3 The "Holy Wars" of the Uprooted, 1826–30
chapter abstract

This chapter examines the careers of Jahangir and Yusuf, two Sufi khwajas who led local resistance against the Qing-beg state in the early nineteenth century. The violent process of beg-initiated agrarian development contributed to the emergence of a rapidly expanding community of refugees in the rugged mountainsides of Pamir and Tianshan. By leading revolts, the two khwaja transformed themselves from being mere émigrés to "organic" religious leaders who represented the mountain people's energy, frustration, and anxiety. The Qing response, the Nayancheng reform policies (1828 -1829) ironically increased the power of the khwaja coalition. The empire's military reinforcement increased burdens of taxation and forced labor on the oasis villagers, contributing to an upsurge of number of the refugees. The Qing trade embargo on the Khoqand merchants also forced its ruler, who had been a reliable ally of the Qing, to join forces with the khwajas instead, if reluctantly.

4 The "Just and Liberal Rule" of Zuhur al-Din, 1831–46
chapter abstract

Through the examination of Zuhur al-Din, a powerful governor of Kashgar District, this chapter discusses the ironic result of the previous khwaja wars, namely, the emergence of new prosperity in Eastern Turkestani cities. The increased Qing military presence there in the wake of the khwaja wars had the effect of sheltering the begs and their merchant associates from the double threats from the neighboring Central Asian rulers and the refugees. In addition, the Qing military presence also invited a new investment opportunity, official and illicit, by granting permissions for the development of its government land in the oasis. The begs took charge of the tuntian in collaboration with caravan merchants who were also increasingly interested in investing in local land development. However, this new development created its own problems, reproducing into its midst the most politically dangerous elements of its society, the displaced oasis population, local and foreign.

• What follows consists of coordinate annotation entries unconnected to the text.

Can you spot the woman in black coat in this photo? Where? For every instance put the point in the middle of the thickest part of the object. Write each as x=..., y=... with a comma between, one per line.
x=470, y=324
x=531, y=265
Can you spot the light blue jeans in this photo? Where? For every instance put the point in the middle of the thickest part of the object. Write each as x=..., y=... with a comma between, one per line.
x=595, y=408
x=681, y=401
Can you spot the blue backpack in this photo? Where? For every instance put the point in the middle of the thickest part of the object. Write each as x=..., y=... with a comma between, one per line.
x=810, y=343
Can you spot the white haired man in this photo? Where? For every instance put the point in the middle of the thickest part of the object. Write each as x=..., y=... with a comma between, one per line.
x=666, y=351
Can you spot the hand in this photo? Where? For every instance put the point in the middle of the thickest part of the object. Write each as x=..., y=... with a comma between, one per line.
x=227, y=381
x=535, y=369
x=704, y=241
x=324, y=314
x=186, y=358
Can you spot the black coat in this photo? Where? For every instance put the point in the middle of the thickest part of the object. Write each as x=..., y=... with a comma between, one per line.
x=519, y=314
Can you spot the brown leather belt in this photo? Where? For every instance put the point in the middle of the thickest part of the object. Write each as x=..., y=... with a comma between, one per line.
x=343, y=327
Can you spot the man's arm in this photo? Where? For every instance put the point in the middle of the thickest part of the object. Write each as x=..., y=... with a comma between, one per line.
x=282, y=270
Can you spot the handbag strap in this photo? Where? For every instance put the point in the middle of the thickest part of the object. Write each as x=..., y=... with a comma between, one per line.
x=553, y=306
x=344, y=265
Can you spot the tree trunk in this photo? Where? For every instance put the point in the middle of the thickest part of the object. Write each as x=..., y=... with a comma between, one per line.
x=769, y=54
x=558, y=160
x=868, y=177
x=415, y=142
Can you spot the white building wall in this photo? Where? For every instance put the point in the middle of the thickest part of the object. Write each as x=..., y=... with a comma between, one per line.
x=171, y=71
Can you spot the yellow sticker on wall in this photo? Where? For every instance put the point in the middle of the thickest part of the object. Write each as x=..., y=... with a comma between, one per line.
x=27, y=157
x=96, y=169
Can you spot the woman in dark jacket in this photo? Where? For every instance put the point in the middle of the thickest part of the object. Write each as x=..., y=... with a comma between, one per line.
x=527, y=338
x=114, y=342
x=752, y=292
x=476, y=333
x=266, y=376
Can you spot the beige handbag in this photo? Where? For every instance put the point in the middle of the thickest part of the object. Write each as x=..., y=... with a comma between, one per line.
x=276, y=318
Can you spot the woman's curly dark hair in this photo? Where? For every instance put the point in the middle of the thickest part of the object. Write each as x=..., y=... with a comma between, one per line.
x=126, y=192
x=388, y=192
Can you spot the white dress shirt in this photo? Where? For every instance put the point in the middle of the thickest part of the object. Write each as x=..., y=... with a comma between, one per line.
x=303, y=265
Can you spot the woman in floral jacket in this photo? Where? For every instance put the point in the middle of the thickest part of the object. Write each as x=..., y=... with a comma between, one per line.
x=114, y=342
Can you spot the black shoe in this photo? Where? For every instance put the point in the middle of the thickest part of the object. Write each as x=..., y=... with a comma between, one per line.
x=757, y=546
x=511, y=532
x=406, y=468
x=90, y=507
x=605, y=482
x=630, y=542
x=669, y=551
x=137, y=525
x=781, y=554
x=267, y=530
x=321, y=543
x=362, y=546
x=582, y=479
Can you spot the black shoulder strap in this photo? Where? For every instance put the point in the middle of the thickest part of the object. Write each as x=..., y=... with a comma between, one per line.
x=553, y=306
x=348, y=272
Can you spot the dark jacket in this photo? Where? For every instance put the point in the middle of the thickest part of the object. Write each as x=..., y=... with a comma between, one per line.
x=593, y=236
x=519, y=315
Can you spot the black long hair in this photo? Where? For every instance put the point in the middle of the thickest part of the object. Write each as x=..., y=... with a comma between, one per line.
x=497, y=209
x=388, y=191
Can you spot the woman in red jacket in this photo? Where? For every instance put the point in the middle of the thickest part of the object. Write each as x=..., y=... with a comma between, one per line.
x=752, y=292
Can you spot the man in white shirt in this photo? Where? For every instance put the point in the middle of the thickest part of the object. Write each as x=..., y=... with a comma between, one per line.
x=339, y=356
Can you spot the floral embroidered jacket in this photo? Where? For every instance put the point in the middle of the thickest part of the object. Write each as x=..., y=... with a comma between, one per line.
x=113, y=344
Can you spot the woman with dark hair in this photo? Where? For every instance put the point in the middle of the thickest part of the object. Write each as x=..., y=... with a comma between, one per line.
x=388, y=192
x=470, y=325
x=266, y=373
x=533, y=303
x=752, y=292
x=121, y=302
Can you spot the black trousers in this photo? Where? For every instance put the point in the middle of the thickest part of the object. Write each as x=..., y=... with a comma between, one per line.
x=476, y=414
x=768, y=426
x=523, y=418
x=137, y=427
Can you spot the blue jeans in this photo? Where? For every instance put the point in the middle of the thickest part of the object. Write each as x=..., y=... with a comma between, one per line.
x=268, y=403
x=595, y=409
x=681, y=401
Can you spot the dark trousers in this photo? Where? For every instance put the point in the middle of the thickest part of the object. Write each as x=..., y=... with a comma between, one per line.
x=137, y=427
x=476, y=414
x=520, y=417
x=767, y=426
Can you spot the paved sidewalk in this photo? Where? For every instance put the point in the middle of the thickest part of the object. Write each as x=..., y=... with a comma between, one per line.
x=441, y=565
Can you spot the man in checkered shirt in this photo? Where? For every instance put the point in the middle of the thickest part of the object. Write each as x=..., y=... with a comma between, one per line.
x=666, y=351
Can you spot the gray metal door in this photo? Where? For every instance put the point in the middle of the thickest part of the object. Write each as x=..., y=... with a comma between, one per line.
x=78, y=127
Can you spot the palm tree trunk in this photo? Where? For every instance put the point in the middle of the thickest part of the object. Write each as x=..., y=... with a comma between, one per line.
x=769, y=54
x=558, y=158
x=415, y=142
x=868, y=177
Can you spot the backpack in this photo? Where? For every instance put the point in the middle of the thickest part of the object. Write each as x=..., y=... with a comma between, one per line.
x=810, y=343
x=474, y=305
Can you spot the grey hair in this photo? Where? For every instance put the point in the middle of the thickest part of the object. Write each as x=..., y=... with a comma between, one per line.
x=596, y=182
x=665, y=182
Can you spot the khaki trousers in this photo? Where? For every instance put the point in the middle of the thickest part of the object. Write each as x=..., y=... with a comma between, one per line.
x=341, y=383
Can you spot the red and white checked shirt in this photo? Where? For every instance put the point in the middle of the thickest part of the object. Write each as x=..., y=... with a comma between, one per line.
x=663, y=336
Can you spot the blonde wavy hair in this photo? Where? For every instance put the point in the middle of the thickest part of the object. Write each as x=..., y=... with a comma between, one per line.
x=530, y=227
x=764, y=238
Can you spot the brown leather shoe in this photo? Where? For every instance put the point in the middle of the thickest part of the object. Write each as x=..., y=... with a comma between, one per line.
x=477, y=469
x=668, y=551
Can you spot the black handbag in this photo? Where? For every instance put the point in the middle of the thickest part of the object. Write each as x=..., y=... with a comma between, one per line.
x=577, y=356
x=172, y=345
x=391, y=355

5 Global Crises of Oasis Capitalism, 1847–64
chapter abstract

Through the career of Ahmad, a governor of Kashgar in 1850s, this chapter examines how Opium War (1839-1842) and the subsequent discontinuation of the silver transfer from China to the oasis created crisis in both the Qing military financing and oasis capitalism in Central Asia. The oasis capitalists adopted monetary solution to solve the crisis. They developed copper mining and minted local copper currency to compensate for the loss of the silver provision. Its inflationary affect aggravated the economic stratification long underway in the oasis, privileging wealthy merchants and landlords, while worsening the livelihood of the wage earners. In combination with the burden of the labor mobilization imposed on the oasis farmers to work the copper mines, this growing socio-economic tension resulted in increasing local violence and the out-migration of the people from Eastern Turkestan. The Qing empire fell in 1864, amid a new round of khwaja attacks.

Conclusion
chapter abstract

Offering a comparison with Yunnan, a southwestern region of the Qing Empire which also witnessed the native initiation of economic development, this chapter highlights the broader applicability of Xinjiang's story for understanding the Qing empire: the Eurasian borderland societies, undergoing rapid commercialization since the sixteenth century, were the locus of imperial history, where the success and undoing of Qing empire took place. Also presenting the close parallel between developments in Qing Central Asia and British North India, where the imperial military financing also played a critical role in the expansion of the wealth and power of the "native" capitalists, this chapter illuminates the possibility of a truly coherent history of imperialism and capitalism, one that does not privilege the maritime world and the European vector of expansion, but highlights instead the convergence of political and economic transformations of the world on a global scale from the sixteenth century onward.